Le revers d’un plébiscite imposé est la faible légitimité politique qu’il apporte au groupe dirigeant. Le régime est sur le qui-vive. Il a créé une bulle d’unanimisme, qui ne peut voiler l’inefficacité criante du gouvernement et la corruption des responsables, grands et petits. Un « hourra ! » électoral ne fabrique pas d’un coup de baguette magique une société obéissante et motivée, ni des élites professionnelles dynamiques et productives.
Ainsi, la force de résistance du régime Poutine ne provient pas de l’adhésion populaire, mais d’une féroce politique de contrôle et de désinformation. L’embrigadement des électeurs, la fraude sans complexe, la répression de la société civile font partie de la démonstration d’un pouvoir sans contrainte et sans limite : je transgresse, donc je suis le plus fort. Le pouvoir appartient à Vladimir Poutine et son clan, il ne leur est pas confié par les citoyens. Et puisqu’il leur appartient, aucune limite dans le temps n’existe.
Dès 2007, Poutine a écarté l’option d’une succession bien ordonnée. Il a placé son homme au Kremlin, de 2008 à 2012, en conservant le rôle dominant. Pendant la présidence Medvedev, le tandem a bien fonctionné, mais une répétition de ce stratagème en 2024 est improbable, car trop risquée. Poutine aura alors 72 ans. S’il réussit à survivre aux crises internes et externes qui s’aggraveront dans les années à venir, il devra trouver un autre mode opératoire, avec l’accord de son groupe oligarchique, des militaires et des administrations.
Il ne veut pas renoncer au pouvoir, mais il hésite à revendiquer une présidence à vie, comme le président kazakh Nazarbaïev, ou le président chinois (Xi Jinping n’est pas élu par le peuple, mais par la nomenklatura du Parti communiste). Il a besoin du trompe-l’œil unanimiste, pour décourager les prétendants et impressionner les États étrangers. Il ne peut pas dire que ce nouveau mandat sera le dernier, car il enclencherait alors la machine infernale de la succession, ou de la révolution de palais.

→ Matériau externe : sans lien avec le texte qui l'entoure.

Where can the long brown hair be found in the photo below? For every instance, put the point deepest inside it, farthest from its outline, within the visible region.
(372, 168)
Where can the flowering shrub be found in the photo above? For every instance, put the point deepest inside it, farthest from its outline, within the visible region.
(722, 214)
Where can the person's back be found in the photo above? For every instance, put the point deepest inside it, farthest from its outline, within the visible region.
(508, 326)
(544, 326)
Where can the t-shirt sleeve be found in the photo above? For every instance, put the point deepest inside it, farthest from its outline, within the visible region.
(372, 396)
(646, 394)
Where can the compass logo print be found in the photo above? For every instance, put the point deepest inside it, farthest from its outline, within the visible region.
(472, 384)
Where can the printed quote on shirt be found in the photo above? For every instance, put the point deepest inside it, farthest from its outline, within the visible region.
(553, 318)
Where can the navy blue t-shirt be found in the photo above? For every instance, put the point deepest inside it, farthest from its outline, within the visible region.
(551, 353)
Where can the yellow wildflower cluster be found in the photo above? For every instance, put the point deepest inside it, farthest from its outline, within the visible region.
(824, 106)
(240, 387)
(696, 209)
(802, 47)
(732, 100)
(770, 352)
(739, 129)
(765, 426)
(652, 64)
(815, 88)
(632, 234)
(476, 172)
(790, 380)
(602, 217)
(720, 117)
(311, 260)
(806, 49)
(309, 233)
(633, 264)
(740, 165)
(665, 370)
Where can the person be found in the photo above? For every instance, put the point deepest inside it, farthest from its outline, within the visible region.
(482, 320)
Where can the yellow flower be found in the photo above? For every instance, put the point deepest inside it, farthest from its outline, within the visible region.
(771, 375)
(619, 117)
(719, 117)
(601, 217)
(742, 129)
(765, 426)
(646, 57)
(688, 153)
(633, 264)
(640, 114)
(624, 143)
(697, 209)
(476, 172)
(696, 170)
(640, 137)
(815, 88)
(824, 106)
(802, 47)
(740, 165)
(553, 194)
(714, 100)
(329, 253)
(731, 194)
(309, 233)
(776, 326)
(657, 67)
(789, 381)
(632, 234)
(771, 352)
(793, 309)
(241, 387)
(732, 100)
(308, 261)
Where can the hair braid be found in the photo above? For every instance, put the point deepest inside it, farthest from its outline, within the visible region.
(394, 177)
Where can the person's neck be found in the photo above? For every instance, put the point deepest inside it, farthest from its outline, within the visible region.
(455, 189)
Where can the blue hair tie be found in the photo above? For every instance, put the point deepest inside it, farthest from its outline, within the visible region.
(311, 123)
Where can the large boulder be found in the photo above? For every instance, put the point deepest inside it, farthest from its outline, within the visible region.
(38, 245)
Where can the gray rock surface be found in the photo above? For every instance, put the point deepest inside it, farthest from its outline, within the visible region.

Vladimir Poutine se maintient au pouvoir par la force de l’arbitraire, la puissance financière et son emprise sur les organes militaires et policiers. Il doit rester président pour conserver l’immunité et l’impunité. Il craint les vengeances, et les sanctions qu’une justice indépendante prononcerait contre lui après son départ, ou sa chute. Pour nous, Européens, et pour tous les voisins de la Russie, l’époque des tensions et des conflits s’annonce longue et difficile.